Galip DalayNonresident Fellow, Brookings Doha Center: On its second anniversary, the Gulf crisis is as far away from a solution as it was when tensions first broke out. During this period, Turkey has maintained the general contour of its policy. It didn’t see this crisis as a bilateral issue between Qatar and its Gulf Arab neighbors. Rather it situated this dispute within a certain temporal and geographic spectrum. It regarded the conflict as an outgrowth of the Arab Spring era contestations and as a manifestation of the search for a new regional order in the Middle East. 

Given Turkey and Qatar’s similar positions on the Arab Spring and political Islam, Turkey believed that any regional order pursued by the anti-Qatari bloc would have inevitably included an anti-Turkish alignment as well. The 13 point list of demands that the blockading countries presented to Qatar, in which they asked Doha to close down the Turkish military base, further confirmed Turkey’s assessment.  Moreover, recent rhetoric used by UAE officials, in which they rebuke the non-Arab states’ “meddling” in Arab affairs, further validated Turkey’s concerns. 
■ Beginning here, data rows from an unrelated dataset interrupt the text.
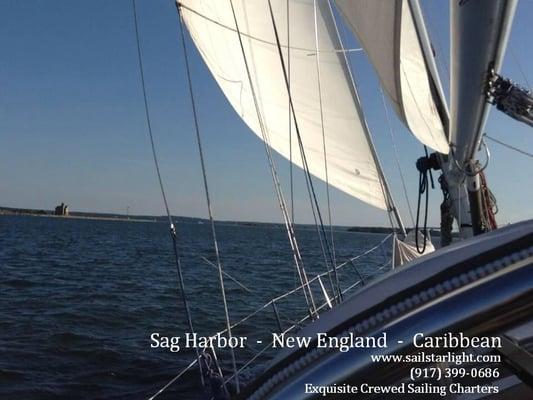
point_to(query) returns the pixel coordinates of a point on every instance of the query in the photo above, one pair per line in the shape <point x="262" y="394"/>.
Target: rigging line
<point x="396" y="156"/>
<point x="438" y="56"/>
<point x="231" y="278"/>
<point x="308" y="294"/>
<point x="188" y="367"/>
<point x="173" y="234"/>
<point x="317" y="59"/>
<point x="387" y="195"/>
<point x="207" y="197"/>
<point x="311" y="189"/>
<point x="291" y="175"/>
<point x="509" y="146"/>
<point x="289" y="109"/>
<point x="519" y="65"/>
Adel Abdel GhafarFellow in the Foreign Policy program at Brookings and at the Brookings Doha Center: An unfortunate byproduct of the Gulf crisis has been the degradation of relations at a people to people level. Online, social media has become an arena to exchange profanities and insults, whether by citizens themselves, or by armies of bots engaged in information warfare. Offline, relations have been frayed too. In a region where tribal ties transcend national borders, the blockade has divided families and caused tensions amongst others. Sports, rather than bringing people together, has been weaponized. The Hajj pilgrimage, a powerful symbol of unity for Muslims, has been politicized.  

Overall, the illusion of the unified GCC family has been shattered. Linguistic, familial, religious, and cultural ties were at the heart of the social fabric of the region. Even if the crisis is resolved at a leadership level, it is likely that its consequences will continue to be felt at a population level with lingering animosities for decades to come.